Which is all a long-winded way of coming to my point. Sam Mendes has failed completely in straddling the fine line between condemnation and pornography. Every part of the film that tries to make a larger political point suffocates in a sea of piety and banality. The first five minutes and the final fifteen minutes of JARHEAD are some of the most ridiculous in cinema: platitutudes passed off as wisdom. Similarly, in the middle of a film we have a segment that should that shock the viewer, but because of the tone of the preceeding fifty minutes, completely fails to make an impact. Where Mendes succeeds is in the pornography of war - and to that end, he has made a movie that is not so much a liberal critique as a boon for the war buffs.
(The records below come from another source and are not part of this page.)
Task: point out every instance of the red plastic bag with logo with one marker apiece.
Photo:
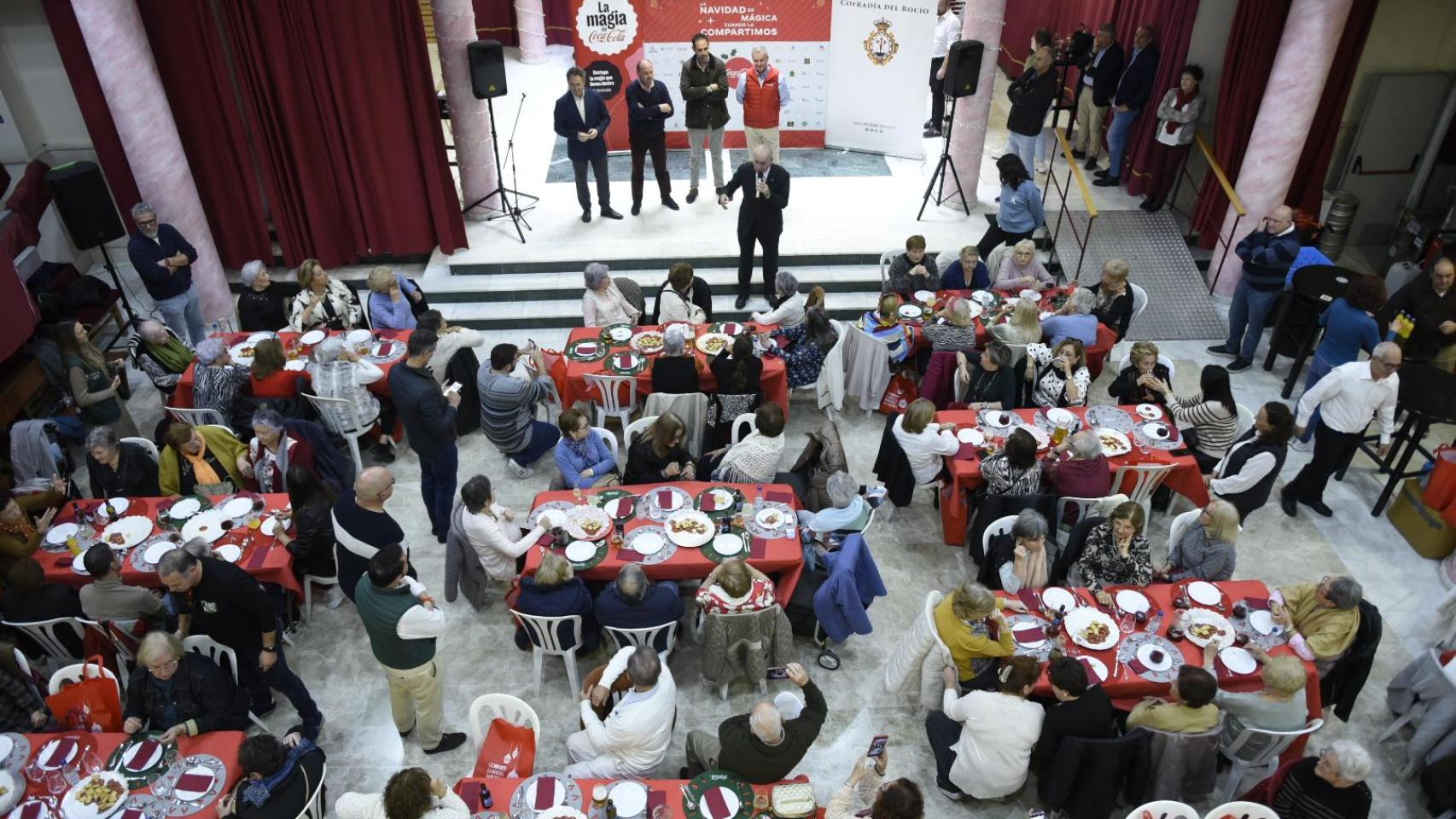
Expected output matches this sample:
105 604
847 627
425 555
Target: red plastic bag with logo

With his combination of superb photography and gallows humour, he has created a glamourous, often-times hysterical, war movie. This is helped by superb cameos by Chris Cooper and Dennis Haysbert (President Palmer in 24). The dialogue is witty, the characters larger-than-life, the vintage rap music well-chosen. To sum it up, if you go see this movie, and there is no reason why you should not, you will remember it not for the scenes of dead Iraqis, but for Jake Gyllenhaal shaking his ass in a Santa* G-string. I bet the Republicans are shaking in their boots after *that* savage indictment.

JARHEAD is on global release. *Which makes me wonder if this movie is a second-order victim of Bina007's first law of movies.